E foi o “amor” dos seus pais que a jogou nessa fogueira.

Poderíamos citar muitas coisas para exemplificar o “amor” de tais pais pelos filhos que eles planejaram colocar no mundo, mas falemos um pouco sobre os pais que não planejaram “pôr filhos no mundo”.

O que aconteceu?

Ah! Aconteceu...

Esse é o eufemismo clássico para explicar que o pênis “escorregou” para dentro da vagina; e aí, aconteceu UMA VIDA.

Interessante, para não dizer revoltante; a criança apanha covardemente de pessoas adultas por qualquer motivo estúpido, por quebrar um vaso por exemplo, mas os próprios pais, que cometeram um erro gravíssimo, conceber uma vida sem a menor responsabilidade, sem estrutura e sem vontade (de cuidar de alguém), justificam-se e desculpam-se com um simples e fácil “Aconteceu”.

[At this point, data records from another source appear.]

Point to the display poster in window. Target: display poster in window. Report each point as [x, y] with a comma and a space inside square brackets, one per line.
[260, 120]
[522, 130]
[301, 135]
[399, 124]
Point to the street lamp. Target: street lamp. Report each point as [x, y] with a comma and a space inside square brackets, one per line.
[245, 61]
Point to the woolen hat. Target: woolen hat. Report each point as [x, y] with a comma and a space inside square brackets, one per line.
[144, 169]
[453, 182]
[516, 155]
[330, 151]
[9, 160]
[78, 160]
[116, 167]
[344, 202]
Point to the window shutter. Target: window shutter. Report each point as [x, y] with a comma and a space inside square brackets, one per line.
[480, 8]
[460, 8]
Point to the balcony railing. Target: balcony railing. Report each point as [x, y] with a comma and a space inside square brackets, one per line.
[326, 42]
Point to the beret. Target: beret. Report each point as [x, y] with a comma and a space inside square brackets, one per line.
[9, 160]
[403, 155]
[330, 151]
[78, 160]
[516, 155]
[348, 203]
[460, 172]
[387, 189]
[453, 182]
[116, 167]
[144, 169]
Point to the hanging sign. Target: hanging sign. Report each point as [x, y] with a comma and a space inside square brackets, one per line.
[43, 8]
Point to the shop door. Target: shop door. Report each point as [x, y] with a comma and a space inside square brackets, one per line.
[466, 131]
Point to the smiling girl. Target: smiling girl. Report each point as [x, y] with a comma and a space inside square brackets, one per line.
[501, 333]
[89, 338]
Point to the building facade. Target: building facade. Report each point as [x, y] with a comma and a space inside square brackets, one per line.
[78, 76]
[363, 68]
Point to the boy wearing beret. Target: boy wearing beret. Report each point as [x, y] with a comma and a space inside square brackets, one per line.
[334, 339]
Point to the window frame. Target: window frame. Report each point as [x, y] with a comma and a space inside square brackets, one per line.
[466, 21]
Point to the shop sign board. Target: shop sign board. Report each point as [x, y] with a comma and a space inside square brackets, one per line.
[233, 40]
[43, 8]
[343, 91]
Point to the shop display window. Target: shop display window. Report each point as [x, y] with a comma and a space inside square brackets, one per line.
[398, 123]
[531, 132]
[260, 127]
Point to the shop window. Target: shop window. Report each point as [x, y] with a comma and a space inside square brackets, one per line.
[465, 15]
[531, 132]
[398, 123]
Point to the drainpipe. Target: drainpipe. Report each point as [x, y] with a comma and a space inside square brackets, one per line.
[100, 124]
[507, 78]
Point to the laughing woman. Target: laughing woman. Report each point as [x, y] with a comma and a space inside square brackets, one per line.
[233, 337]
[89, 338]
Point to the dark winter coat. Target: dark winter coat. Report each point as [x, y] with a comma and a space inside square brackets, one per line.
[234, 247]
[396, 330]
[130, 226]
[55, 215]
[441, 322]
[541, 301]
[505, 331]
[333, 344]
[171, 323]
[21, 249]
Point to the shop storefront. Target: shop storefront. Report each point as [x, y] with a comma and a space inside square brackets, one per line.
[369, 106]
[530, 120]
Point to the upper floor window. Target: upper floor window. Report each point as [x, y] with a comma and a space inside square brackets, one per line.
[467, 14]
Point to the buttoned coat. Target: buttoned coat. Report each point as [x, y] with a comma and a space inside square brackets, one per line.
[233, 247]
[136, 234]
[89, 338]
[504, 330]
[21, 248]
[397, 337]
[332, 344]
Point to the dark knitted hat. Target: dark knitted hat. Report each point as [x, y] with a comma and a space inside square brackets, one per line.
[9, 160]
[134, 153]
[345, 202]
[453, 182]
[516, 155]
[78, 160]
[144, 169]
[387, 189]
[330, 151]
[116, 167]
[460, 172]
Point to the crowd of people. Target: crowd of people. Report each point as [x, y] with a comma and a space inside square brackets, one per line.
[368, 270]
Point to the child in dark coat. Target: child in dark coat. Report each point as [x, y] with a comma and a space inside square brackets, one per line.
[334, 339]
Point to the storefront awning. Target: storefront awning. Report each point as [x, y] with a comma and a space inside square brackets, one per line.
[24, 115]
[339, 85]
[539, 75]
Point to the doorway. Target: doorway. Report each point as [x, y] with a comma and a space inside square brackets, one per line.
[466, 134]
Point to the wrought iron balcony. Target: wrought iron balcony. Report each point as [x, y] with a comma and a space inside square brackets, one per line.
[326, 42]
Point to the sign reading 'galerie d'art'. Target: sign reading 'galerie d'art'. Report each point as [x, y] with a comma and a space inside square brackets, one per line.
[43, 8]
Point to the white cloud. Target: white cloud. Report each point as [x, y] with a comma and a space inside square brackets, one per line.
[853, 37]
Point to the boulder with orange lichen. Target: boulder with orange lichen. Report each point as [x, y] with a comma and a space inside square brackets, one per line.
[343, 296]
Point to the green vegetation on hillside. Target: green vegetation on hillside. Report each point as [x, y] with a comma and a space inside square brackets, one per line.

E depois esse “Aconteceu” é jogado nas costas dessa vida a sua vida inteira, como se fosse um favor eles terem assumido pelo menos um pedaço ínfimo da sua responsabilidade dando moradia e alimentando essa pessoa (que não existiria não fosse a vontade deles de fazer sexo, sem maturidade, sem consciência).

Mas era só o que faltava, dizer que tinha o direito de deixar a pessoa na rua, mas que fez o “favor” de sustentá-la.

Ainda, os filhos podem ser usados por esses tipos de pais para vários fins; podem, por exemplo, servir de escravos...

Engraçado como muitos pais adoram fazer uso da sua “auto-concedida autoridade” para se sentirem como reis e rainhas – Se eu não fui/sou nada na vida, pelo menos aqui eu posso mandar, obrigar, humilhar, constranger, oprimir, descarregar meu descontrole e ninguém vai me reprovar, afinal, “dói mais em mim do que em você” - Quando na verdade não deveria ser sobre ter poder sobre alguém, mas sobre ser responsável pela felicidade de uma vida – responsabilidade que você escolheu ter ou aconteceu...

“Cala a boca! Faça o café! Vai comprar cigarro pra mim! Sai da “minha” casa! Pegue aquilo! Carregue isso! Seu merda! Para de falar muleque! Vai apanhar! Para de me encher o saco! Você vive sob o meu teto! Eu te carreguei nove meses na barriga! Vai arrumar um emprego! Blá, blá, blá...”

Onde é que esse tipo de postura se encaixa no que diz respeito a um pai e uma mãe estarem cumprindo com a sua responsabilidade de fazer uma vida feliz?

Acho que não vai parecer mais tão atraente ter um filho quando não tiver mais a ver com ser rei ou rainha sobre uma vida, sobre dominar e manipular alguém, sobre brincar de casinha, sobre ter “status social” e defesa pública – sou um pai de família; sou uma mãe – sobre ter funcionários ou escravos dentro da lei, sobre endividar alguém que não pôde sequer compreender que não devia nada...

Quando for puramente sobre fazer alguém feliz, tomar essa responsabilidade sobre si, o que implica em respeitar a liberdade de existir do outro – nada de impor uma religião, time de futebol, profissão, corte de cabelo, maneira de se vestir – já não vai soar tão divertido. Quando for compreendido que a duração dessa responsabilidade não se estende até o período que me parece conveniente, ou que a Lei me obriga, mas atravessa toda a duração da vida concebida.


Poucos são os pais que realmente amam seus filhos. E o amor respeita. O amor é bom, o amor é justo, o amor é correto, o amor se importa, e o amor “É DE GRAÇA”.


Existem muitas pessoas, ou talvez seria melhor dizer, pessoas de muito poder, com grande interesse nessa multiplicação desenfreada; qualquer louco, bandido, psicopata, tolo, escarnecedor, coloca um filho no mundo, porque sexo se aprende fácil, e quem se importa com a maneira com que essas vidas estão sendo tratadas, quando o que se quer mesmo é garantir o concreto para a base da pirâmide.